Renaud s’est lancé dans « la classe dehors », il témoigne…

Tu testes dans ta classe un nouveau dispositif, en quoi cela consiste-t-il ?

Je sors en « classe dehors » depuis la fin du mois de septembre 2021 avec ma classe de GS/CP. Nous sortons presque chaque mardi après-midi, par tous les temps. Nous avons eu beaucoup de chance avec de nombreux jours ensoleillés mais nous avons aussi subi quelques après-midi très fraiches et très pluvieuses. Cela fait partie du jeu et les enfants ne s’en plaignent pas ! En « classe dehors », nous travaillons des compétences comme dans une salle de classe, en essayant d’utiliser ce que l’on trouve sur place. L’avantage étant que les enfants peuvent s’exprimer de manière beaucoup plus libre que dans l’environnement de l’école. Ils découvrent, s’interrogent, parlent, se dépensent, coopèrent, créent,
inventent, deviennent autonomes… Nos après-midis dehors se déroulent toujours de la même façon : nous marchons une vingtaine de minutes puis nous « saluons » la nature et nous rappelons les règles en arrivant sur place. Nous mettons en place notre « classe dehors » (nous disposons une bâche qui sert de point de ralliement et d’abris en cas de mauvais temps). Un petit temps de langage arrive ensuite pour rappeler ce qui a été fait lors de la séance précédente puis nous présentons l’activité « plus scolaire ». Après ce temps de travail, les enfants ont un long moment de jeu libre (45 minutes). Ce temps est très important. Il va permettre aux enfants de construire des cabanes, de creuser, d’observer des insectes, de jouer avec d’autres enfants, … et à l’adulte de les observer. Intervient ensuite un moment calme. Chaque enfant rejoint son « petit coin de nature » afin de se retrouver avec soi-même pour réfléchir, se reposer, se ressourcer, ne rien faire, attendre, danser, … Certains vont au pied d’un arbre, d’autres préfèrent être au milieu du pré, quelques enfants montent dans un arbre et s’assoient sur les branches, des enfants font des mouvements de danse, … Le principal étant que les enfants trouvent l’endroit dans lequel ils se sentent le mieux.

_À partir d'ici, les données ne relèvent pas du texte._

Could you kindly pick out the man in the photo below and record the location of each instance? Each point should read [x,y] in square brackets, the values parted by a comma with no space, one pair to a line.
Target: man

Nous repartons ensuite vers l’école. Les trajets sont l’occasion de travailler l’orientation, la connaissance des panneaux de signalisation, découvrir le patrimoine local, les arbres, les fleurs, les différents graphismes sur les bâtiments, faire une chasse aux nombres, aux sons. Arrivés en classe, nous faisons un petit temps de langage pour revenir sur notre après-midi.

Qu’est ce qui t’a orienté vers cette pratique, qu’est ce qui t’a donné envie de te lancer ?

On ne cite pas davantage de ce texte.